When the Dardenne Brothers’ The Son appeared in 2003, those critics who reviewed it ran out of superlatives. Roger Ebert found it “assured and flawless.” Andrew Sarris couldn’t help “being stirred by the wildly melodramatic climax” and the “thunderously quiescent Zen Buddhist conclusion.” I understand where they’re coming from, even while thinking enthused hyperbole has kicked in.
I can tell that this is a deeply felt work, and that the message contained in its simple (albeit contrived) story is a good one. However, it’s a type of film I simply don’t like, and it didn’t involve me emotionally for an instant. At bottom, it’s a surrogate father-son story. The difference is that the surrogate son in question is also the killer of the father’s real son. Now that’s interesting, and it could have taken many paths as a story. The path chosen is a stripped-down one, which is why the word “restraint” appears in most of the reviews.

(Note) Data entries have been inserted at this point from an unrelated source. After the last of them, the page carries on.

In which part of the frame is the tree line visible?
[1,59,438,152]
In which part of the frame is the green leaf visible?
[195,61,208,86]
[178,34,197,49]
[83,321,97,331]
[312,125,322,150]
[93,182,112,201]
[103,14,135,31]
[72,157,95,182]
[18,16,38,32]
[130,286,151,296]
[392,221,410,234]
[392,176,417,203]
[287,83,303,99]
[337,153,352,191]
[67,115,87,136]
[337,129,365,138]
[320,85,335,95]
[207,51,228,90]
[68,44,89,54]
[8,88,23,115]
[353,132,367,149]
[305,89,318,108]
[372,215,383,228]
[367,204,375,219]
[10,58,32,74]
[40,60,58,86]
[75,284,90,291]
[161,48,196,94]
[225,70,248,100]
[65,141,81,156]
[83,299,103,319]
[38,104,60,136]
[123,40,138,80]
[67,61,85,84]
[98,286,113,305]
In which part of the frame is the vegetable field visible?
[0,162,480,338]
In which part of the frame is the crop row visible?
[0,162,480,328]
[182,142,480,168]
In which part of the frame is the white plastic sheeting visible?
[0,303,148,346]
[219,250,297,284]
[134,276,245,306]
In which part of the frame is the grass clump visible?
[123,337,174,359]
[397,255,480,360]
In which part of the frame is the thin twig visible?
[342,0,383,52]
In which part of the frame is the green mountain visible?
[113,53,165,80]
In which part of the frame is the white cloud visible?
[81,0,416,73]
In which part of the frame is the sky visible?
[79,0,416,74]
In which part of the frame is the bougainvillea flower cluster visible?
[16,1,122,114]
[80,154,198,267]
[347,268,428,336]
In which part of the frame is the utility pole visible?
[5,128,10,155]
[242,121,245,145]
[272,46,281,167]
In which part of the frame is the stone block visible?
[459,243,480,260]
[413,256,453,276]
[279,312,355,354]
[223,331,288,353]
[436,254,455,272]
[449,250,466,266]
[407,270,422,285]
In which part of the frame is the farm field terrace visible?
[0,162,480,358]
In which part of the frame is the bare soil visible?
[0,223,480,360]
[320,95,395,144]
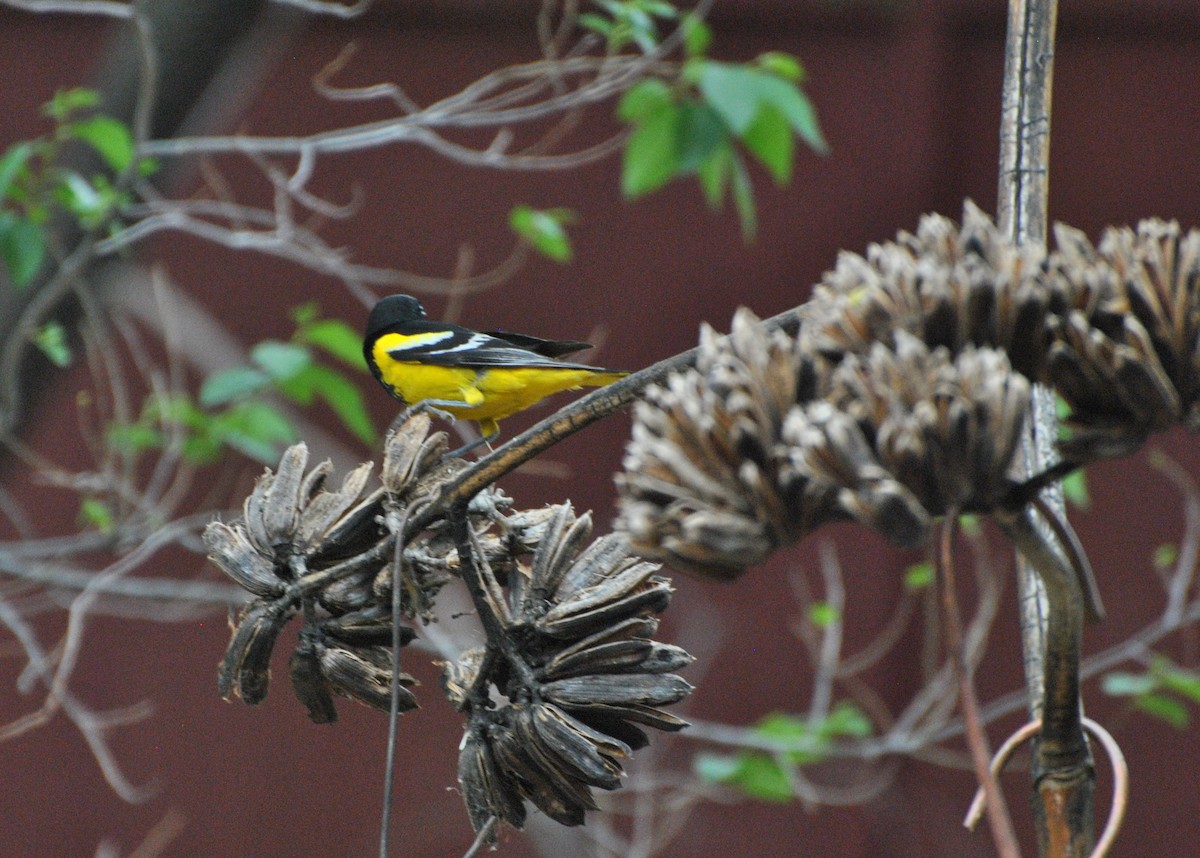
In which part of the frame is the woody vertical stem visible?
[996,0,1094,858]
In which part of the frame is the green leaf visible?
[820,700,875,739]
[104,422,167,455]
[199,366,271,408]
[1150,656,1200,703]
[278,364,376,445]
[692,751,792,802]
[742,104,796,185]
[0,140,34,199]
[904,560,934,590]
[250,340,312,382]
[576,12,613,38]
[809,601,841,629]
[34,320,71,367]
[730,152,758,241]
[696,60,762,137]
[733,754,792,804]
[641,0,679,20]
[289,301,320,328]
[677,101,730,173]
[212,401,296,464]
[65,116,133,173]
[756,73,829,155]
[679,14,713,56]
[1133,694,1192,730]
[1100,671,1158,697]
[42,86,100,122]
[0,211,46,289]
[509,205,572,263]
[1062,468,1092,510]
[55,170,108,226]
[696,142,733,209]
[620,103,682,199]
[617,78,673,122]
[1154,542,1180,570]
[755,50,804,84]
[79,498,115,533]
[697,60,829,152]
[691,752,742,784]
[754,712,829,766]
[296,319,367,370]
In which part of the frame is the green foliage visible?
[600,0,828,240]
[1062,468,1092,510]
[904,560,934,592]
[107,395,296,464]
[809,601,841,629]
[509,205,575,263]
[1153,542,1180,572]
[1100,655,1200,730]
[79,498,116,534]
[0,89,156,289]
[692,701,871,802]
[108,304,376,464]
[34,320,71,366]
[580,0,679,54]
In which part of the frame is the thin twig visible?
[937,510,1021,858]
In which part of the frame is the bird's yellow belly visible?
[382,361,625,420]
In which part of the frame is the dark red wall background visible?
[0,0,1200,857]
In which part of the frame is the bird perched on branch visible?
[362,295,629,454]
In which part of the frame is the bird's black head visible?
[366,295,425,338]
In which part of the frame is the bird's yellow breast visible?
[372,335,626,421]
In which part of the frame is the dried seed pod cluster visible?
[617,308,832,578]
[618,203,1066,577]
[204,415,482,722]
[784,330,1030,546]
[444,505,692,840]
[1046,220,1200,461]
[800,200,1054,379]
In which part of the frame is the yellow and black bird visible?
[362,295,629,452]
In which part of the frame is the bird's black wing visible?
[380,319,606,372]
[484,331,592,358]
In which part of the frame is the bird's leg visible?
[388,400,469,432]
[446,418,500,457]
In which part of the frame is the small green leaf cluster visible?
[0,89,156,289]
[617,5,828,239]
[0,89,156,366]
[1100,655,1200,730]
[578,0,679,54]
[694,701,871,803]
[108,304,376,464]
[509,204,576,263]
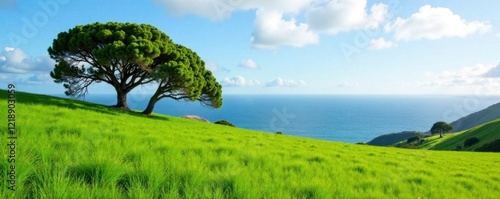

There’s no music, not much dialogue (and what there is is mundane), a deliberately bland video look, and not much happens. The film is largely told over-the-shoulder of the father character (we become uncomfortably intimate with the back of his right ear) to give the impression we’re following him. The Dardennes set things up to go one way, then take the opposite direction. That’s clever at first, but predictable long before the film’s “Zen Buddhist conclusion.” But bear in mind — I’m in the minority on this one.